A Request to Layer TB onto TCIHC’s Platform Leads to Positive Results
Contributors: Rajesh Singh, Devika Varghese
According to the World Health Organization, India has the highest burden of tuberculosis (TB), with two deaths occurring every three minutes from TB. But these deaths can be prevented with proper care and treatment. Given the effectiveness of The Challenge Initiative for Healthy Cities’ (TCIHC) coaching model for improving family planning and maternal and child health outcomes, USAID asked TCIHC in December 2018 to provide coaching support to strengthen government structures to more effectively identify, treat and care for TB patients. Following its Lead-Assist-Observe (LAO) coaching model, TCIHC began mentoring urban accredited social health activists (ASHAs) in TCIHC-sponsored cities on how to identify potential TB cases, counsel them and refer them to services for proper treatment and care.
Gwalior is a TCIHC city in Madhya Pradesh with a TB prevalence rate of 327 per 100,000 population. Annually, 6,800 patients are diagnosed with TB in Gwalior alone. A 2016 study conducted in three TB units in Gwalior found that most patients belonged to a low socio-economic strata (77.2%), dwelled in overcrowded houses (71.6%) and were in the age group of 16-30 years (40.2%). The study’s findings echo the experience of Poonam Batham, who is 23 years old and lives in Nadi Paar Taal, a slum of almost 2,000 people in Gwalior.
Poonam, who lives with her husband Sujit Batham, their two-year-old son and her mother-in-law, depends on daily labour to make ends meet. Her community strongly believes that TB is a result of a person being under the influence of black magic or an evil spirit. Additionally, the community elders believe women under the influence of this black magic cannot become mothers again and, therefore, must be isolated from family. People also believe TB can only be treated by traditional healers. Poonam’s mother-in-law believe Poonam was under the influence of black magic, coughing all day and losing weight. As a result, Poonam was isolated from her family members and the community avoided her.
During a routine household visit, an ASHA mentored by TCIHC observed Poonam’s condition and for the next few days repeatedly visited Poonam’s house to educate her mother-in-law and husband on TB care and the effectiveness of TB medication. They discussed government schemes for free medication and care from qualified doctors at medical facilities closer to their home. The AHSA convinced Poonam’s husband that she needed medical care and accompanied her to the district hospital. At the hospital, the doctor observed that Poonam was undernourished, weighing just 25 kilograms, and tested her sputum. Once the test results confirmed pulmonary TB, the ASHA supported Poonam in adhering to her treatment plan and making sure she had access to nutrition and care from family during her weekly household visits. Grateful for the ASHA’s intervention and follow-up with her and her family, Poonam said, “I have realized the life of hell and heaven in very short span of time.”

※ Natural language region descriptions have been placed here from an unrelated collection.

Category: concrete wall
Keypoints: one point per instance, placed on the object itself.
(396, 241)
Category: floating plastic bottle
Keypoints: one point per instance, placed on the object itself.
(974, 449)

The coaching the ASHA received from TCIHC helped her to effectively support Poonam. The ASHA also dispelled myths about TB affecting fertility in the community. Because Poonam dreams of her son getting a good education and having a successful career away from the poverty of the slums, she and her husband decided that she would use an intrauterine contraceptive device (IUCD) so they would have time and resources to make her dream a reality. Poonam credits the AHSA’s counseling for the decision to adopt a family planning method.
Strengthening the capacity of ASHAs to change social norms and behaviors of vulnerable, under-served communities, strengthens the health system’s response to care for the urban poor. And once a platform is ready with demand generation activities, service delivery and an enabling environment, then several health interventions can be easily and effectively layered on to it. This can be a more efficient way of delivering services to the urban poor.
With this layering of TB services onto the TCIHC platform, the initiative now reaches 2.5 million people living in slums in five cities across Madhya Pradesh. TCIHC-coached ASHAs successfully reached 88,853 households with TB-related information and counseling and linked 3,479 potential TB cases to services for confirmatory diagnosis. As a result, 615 TB cases have been confirmed and linked to services for treatment, treatment adherence support and nutrition support in line with the Revised National Tuberculosis Control Program.